Delivering eBay's CI Solution with Apache Mesos - Part II

In part I of this post we laid out in detail how to run a large Jenkins CI farm in Mesos. In this post we explore running the builds inside Docker containers and more:

  • Explain the motivation for using Docker containers for builds.
  • Show how to handle the case where the build itself is a Docker build.
  • Peek into how the Mesos 0.19 release is going to change Docker integration.
  • Walk through a Vagrant all-in-one-box setup so you can try things out.

Overview

Jenkins follows the master-slave model and is capable of launching tasks as remote Java processes on Mesos slave machines. Mesos is a cluster manager that provides efficient resource isolation and sharing across distributed applications or frameworks. We can leverage the capabilities of Jenkins and Mesos to run a Jenkins slave process within a Docker container using Mesos as the resource manager.

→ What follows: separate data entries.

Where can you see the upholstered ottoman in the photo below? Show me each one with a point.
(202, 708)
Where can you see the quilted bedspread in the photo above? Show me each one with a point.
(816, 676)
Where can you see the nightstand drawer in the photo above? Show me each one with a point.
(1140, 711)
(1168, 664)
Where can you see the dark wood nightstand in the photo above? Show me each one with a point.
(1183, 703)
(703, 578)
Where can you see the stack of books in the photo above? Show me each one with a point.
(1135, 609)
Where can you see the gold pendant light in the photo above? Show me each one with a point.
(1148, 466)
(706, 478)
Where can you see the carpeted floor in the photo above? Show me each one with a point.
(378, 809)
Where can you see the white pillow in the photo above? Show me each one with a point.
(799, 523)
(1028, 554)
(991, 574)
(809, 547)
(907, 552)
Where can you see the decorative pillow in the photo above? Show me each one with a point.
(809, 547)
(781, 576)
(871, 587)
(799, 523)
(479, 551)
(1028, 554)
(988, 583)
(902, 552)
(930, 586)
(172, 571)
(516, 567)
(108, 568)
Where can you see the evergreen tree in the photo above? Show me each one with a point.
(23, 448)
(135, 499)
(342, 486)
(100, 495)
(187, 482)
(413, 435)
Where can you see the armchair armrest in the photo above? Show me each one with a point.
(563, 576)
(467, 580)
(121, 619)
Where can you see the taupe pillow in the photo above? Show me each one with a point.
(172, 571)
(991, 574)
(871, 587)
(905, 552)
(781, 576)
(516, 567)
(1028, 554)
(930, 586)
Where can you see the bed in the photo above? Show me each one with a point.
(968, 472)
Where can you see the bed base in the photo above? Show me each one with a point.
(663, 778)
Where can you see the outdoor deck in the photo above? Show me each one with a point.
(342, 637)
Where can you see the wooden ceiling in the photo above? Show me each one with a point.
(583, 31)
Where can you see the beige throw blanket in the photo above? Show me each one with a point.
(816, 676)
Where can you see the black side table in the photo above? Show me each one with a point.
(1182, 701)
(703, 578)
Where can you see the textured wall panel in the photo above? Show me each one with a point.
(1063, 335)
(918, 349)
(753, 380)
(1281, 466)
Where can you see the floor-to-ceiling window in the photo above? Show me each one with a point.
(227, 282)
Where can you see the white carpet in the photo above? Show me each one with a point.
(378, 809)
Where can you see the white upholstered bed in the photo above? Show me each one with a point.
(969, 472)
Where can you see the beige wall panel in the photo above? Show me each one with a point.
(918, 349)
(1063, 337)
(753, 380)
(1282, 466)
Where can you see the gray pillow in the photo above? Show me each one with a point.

Why use Docker containers?

This page gives a good picture of what Docker is all about.

At eBay Inc., we have several different build clusters. They are primarily partitioned due to a number of factors:  requirements to run different OS flavors (mostly RHEL and Ubuntu), software version conflicts, associated application dependencies, and special hardware. When using Mesos, we try to operate on a single cluster with heteregeneous workloads instead of having specialized clusters. Docker provides a good solution to isolate the different dependencies inside the container irrespective of the host setup where the Mesos slave is running, thereby helping us operate on a single cluster. Special hardware requirements can always be handled though slave attributes that the Jenkins plugin already supports. Overall, then, this setup scheme helps maintain consistent host images in the cluster, avoids having to introduce a wide combination of different flavors of Mesos slave hosts running, yet handles all the varied build dependencies within a container.

Now why support Docker-in-Docker setup?

When we started experimenting with running the builds in Docker containers, some of our teammates were working on enabling Docker images for applications. They posed the question, How do we support Docker build and push/pull operations within the Docker container used for the build? Valid point! So, we will explore two ways of handling this challenge. Many thanks to Jérôme Petazzoni from the Docker team for his guidance.

Environment setup

A Vagrant development VM setup demonstrates CI using Docker containers. This VM can be used for testing other frameworks like Chronos and Aurora; however, we will focus on the CI use of it with Marathon. The screenshots shown below have been taken from the Vagrant development environment setup, which runs a cluster of three Mesos masters, three Mesos slave instances, and one Marathon instance. (Marathon is a Mesos framework for long-running services. It provides a REST API for starting, stopping, and scaling services.)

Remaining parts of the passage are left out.